Certo dia – ainda em viagem –, Hannah o torpedeou dizendo que iria ao cinema com um amigo. À priori, ele pensou positivo e não encucou com isso. Afinal, eles não tinham nada sério ainda. Se ela quisesse ficar com outro garoto, quem era ele para impedi-la? Mas, certamente, ele ficaria arrasado se soubesse algo.

Chega, então, o grande dia da volta. Após ter aproveitado intensamente aquela uma semana em Poços, Carl retornou a São Paulo com as expectativas a mil!

No dia seguinte de seu retorno, ele chama Hannah para se reencontrarem. Ao descerem, Laila e Mary vão juntas, com mais um monte de crianças, fazendo com que Hannah e Scott brincassem com todas elas. E assim foi. Não tiveram tempo algum para ficarem juntos a sós. Ele queria sair, mas ela não demonstrava interesse algum para fê-lo, no que desencadeou certo pânico em Carl, que resolveu sair da quadra e sentar um pouco, com o pretexto de cansaço.

Passados alguns minutos, toda a galera parou de brincar e cada um subiu para seus respectivos apartamentos, restando apenas os dois.

Carl a acompanhou até seu bloco. Foram conversando. Ele a contou como fora sua viagem, e ela como fora sua semana. Quando Scott aproximou-se de seus lábios para um beijo de despedida, ela vira e abana a cabeça. Ele, não entendendo absolutamente nada, pergunta:

- É sério isso? – E abaixou a cabeça como um cão perdido e sem dono.

- Sim, Carl. – respondeu Hannah tristemente ao ver a feição de seu parceiro.

- Por favor, me dá um abraço. Pelo menos um abraço. – apelou, com o coração na boca e as lágrimas desejando serem jorradas para fora de seu olho.

E abraçaram-se.

Carlton, ao chegar em seu apartamento, logo lembrou do dia em que Hannah saiu com um “amigo” ao cinema, enviando-lhe uma mensagem:

- “Chorar significa amar? Eu não sei. Só sei que tenho um carinho muito especial por você. Desculpa não conseguir controlar meus sentimentos. Eu não sabia. Perdoa-me.”
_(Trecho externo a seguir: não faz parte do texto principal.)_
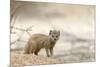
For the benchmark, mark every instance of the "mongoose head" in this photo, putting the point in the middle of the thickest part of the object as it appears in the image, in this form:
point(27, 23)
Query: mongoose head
point(54, 35)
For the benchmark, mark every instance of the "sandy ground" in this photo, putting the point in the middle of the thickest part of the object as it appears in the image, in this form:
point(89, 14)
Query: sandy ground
point(75, 56)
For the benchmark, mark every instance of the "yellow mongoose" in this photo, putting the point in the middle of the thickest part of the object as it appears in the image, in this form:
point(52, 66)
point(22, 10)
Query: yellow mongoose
point(38, 41)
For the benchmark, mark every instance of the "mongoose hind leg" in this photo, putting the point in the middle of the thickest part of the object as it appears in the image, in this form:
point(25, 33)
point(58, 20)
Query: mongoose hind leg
point(51, 51)
point(36, 51)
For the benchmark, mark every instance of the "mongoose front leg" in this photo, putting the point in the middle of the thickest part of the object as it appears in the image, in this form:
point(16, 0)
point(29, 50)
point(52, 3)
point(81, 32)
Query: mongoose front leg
point(51, 51)
point(47, 52)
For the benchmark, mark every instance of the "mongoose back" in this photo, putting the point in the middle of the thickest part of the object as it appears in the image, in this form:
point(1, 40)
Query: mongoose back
point(38, 41)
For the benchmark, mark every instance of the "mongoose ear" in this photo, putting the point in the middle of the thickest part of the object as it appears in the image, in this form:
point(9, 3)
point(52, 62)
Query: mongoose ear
point(50, 32)
point(59, 32)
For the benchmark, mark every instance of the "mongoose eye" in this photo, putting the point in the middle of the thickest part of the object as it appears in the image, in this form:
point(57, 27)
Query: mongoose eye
point(52, 35)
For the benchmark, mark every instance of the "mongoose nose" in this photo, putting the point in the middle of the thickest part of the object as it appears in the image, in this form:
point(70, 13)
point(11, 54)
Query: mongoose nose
point(54, 39)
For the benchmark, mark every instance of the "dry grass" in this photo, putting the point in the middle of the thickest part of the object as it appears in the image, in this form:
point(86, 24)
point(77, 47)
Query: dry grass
point(29, 59)
point(77, 55)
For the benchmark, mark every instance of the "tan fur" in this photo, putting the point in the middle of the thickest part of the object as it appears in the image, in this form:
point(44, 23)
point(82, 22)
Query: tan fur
point(38, 41)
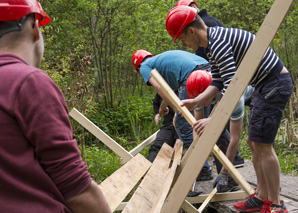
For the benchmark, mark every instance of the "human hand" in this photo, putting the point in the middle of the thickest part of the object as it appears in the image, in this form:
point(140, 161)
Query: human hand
point(200, 125)
point(190, 104)
point(176, 143)
point(157, 119)
point(221, 181)
point(163, 111)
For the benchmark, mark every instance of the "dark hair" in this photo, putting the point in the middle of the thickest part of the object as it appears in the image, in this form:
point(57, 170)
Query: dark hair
point(197, 23)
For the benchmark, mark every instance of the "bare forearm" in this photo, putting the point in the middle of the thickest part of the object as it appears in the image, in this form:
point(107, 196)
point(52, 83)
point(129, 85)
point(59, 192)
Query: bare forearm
point(90, 200)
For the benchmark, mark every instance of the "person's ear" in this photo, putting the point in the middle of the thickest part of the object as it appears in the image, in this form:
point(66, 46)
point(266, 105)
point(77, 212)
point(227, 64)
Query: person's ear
point(191, 30)
point(36, 31)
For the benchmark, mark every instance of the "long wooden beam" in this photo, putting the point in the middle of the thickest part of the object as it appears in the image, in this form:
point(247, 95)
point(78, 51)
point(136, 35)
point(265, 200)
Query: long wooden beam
point(225, 107)
point(117, 186)
point(142, 145)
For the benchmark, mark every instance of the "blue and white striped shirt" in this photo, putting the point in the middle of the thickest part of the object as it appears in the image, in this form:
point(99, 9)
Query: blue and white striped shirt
point(226, 49)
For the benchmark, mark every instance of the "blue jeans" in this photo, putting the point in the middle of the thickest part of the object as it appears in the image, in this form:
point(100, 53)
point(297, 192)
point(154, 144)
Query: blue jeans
point(183, 128)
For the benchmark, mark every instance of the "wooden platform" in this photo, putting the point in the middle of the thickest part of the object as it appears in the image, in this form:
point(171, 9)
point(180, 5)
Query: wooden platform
point(289, 189)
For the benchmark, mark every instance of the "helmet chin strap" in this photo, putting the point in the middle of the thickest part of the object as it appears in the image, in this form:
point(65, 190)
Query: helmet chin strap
point(15, 26)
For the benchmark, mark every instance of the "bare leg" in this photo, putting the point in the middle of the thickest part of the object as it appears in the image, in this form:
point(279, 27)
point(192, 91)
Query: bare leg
point(271, 170)
point(262, 191)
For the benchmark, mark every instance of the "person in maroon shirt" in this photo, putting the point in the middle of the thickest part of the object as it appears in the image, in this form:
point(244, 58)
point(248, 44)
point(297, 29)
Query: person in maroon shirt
point(41, 169)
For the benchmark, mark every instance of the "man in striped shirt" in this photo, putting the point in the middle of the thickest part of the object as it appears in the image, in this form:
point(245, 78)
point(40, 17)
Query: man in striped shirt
point(225, 49)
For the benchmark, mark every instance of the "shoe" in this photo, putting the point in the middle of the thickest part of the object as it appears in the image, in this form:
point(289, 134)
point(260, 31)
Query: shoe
point(231, 186)
point(271, 207)
point(251, 204)
point(238, 161)
point(205, 175)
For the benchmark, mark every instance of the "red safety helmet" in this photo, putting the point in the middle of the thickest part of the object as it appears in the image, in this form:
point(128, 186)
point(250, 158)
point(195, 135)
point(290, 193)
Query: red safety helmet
point(197, 82)
point(186, 2)
point(11, 10)
point(138, 57)
point(178, 18)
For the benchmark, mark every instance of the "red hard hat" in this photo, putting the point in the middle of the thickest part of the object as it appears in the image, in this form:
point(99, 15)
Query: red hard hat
point(138, 57)
point(11, 10)
point(178, 18)
point(186, 2)
point(197, 82)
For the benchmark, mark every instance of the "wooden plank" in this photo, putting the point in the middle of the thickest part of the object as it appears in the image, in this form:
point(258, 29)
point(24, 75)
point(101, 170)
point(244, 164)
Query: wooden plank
point(238, 195)
point(186, 206)
point(207, 200)
point(225, 107)
point(148, 191)
point(169, 179)
point(117, 186)
point(216, 150)
point(142, 145)
point(101, 135)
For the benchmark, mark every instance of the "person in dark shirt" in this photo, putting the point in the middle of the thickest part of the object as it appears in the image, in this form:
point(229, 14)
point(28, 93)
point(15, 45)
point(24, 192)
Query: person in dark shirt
point(224, 139)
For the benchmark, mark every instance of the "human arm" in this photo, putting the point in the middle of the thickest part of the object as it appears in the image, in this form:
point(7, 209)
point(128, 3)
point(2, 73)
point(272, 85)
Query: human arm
point(166, 101)
point(42, 114)
point(90, 200)
point(156, 101)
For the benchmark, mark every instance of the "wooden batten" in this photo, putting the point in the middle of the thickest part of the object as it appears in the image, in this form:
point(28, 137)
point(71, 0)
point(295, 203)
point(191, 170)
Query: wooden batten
point(101, 135)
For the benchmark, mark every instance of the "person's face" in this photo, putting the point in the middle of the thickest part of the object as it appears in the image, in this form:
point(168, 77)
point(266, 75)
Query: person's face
point(39, 48)
point(38, 44)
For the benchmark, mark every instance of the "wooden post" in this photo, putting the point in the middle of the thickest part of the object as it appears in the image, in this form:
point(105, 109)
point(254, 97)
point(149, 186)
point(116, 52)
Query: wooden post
point(225, 107)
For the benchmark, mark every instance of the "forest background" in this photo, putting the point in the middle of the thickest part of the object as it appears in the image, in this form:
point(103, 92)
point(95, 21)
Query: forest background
point(88, 49)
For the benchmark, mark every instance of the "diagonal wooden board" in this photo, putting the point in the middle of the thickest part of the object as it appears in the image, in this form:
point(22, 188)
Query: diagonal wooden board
point(117, 186)
point(169, 179)
point(101, 135)
point(216, 150)
point(107, 140)
point(145, 143)
point(224, 109)
point(150, 188)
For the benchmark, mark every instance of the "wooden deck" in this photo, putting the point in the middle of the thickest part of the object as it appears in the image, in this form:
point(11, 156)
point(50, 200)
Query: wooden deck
point(289, 189)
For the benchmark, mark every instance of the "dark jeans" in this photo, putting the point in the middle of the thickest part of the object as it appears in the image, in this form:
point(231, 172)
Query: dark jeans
point(222, 142)
point(166, 134)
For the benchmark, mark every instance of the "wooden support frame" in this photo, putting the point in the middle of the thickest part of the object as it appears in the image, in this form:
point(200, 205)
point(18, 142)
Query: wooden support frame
point(215, 149)
point(224, 109)
point(107, 140)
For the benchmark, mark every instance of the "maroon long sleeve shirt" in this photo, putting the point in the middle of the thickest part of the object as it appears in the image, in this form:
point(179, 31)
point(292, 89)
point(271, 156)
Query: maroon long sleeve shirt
point(40, 163)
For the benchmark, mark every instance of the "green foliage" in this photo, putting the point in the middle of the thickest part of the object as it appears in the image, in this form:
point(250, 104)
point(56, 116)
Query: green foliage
point(88, 50)
point(101, 162)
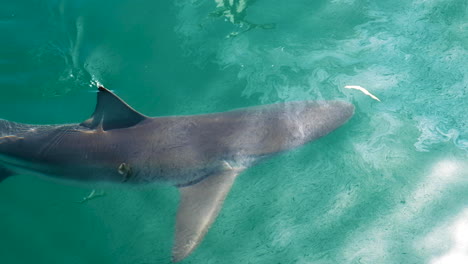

A desolação o penetrou profundamente. As luzes de um holofote ainda seriam as trevas para Carl naquele momento. Não havia luz. Não havia consolo. Não havia cura alguma senão um beijo dela. Naquele dia, Scott teve a certeza de que realmente estava amando Hannah. Uma garota quase dois anos mais velha que ele, culta, inteligente, linda, delicada. Era a menina dos olhos. Carlton sempre apresentou uma maturidade acima dos colegas de sua idade. Portanto, não tinha olhos para menina alguma de sua idade, a não ser que fosse madura o suficiente para relacionar-se com ele. Mas Scott havia encontrado sua garota, e ela era Hannah!

O real fato que os separou não foi a diferença de idade, e sim a diferença de liberdade. Ele ainda não podia sair para onde quisesse; ela saía frequentemente com amigos para quaisquer lugares. Ela tinha quase 18; e ele ainda quase 16. Querendo ou não, ela já estava com o pé na maior idade e tinha como relacionar-se com outros meninos de sua idade e com a liberdade proporcional à sua. Isso impulsionou o término dos dois. O amigo de Hannah do cinema era dotado de liberdade; Carlton Scott, não.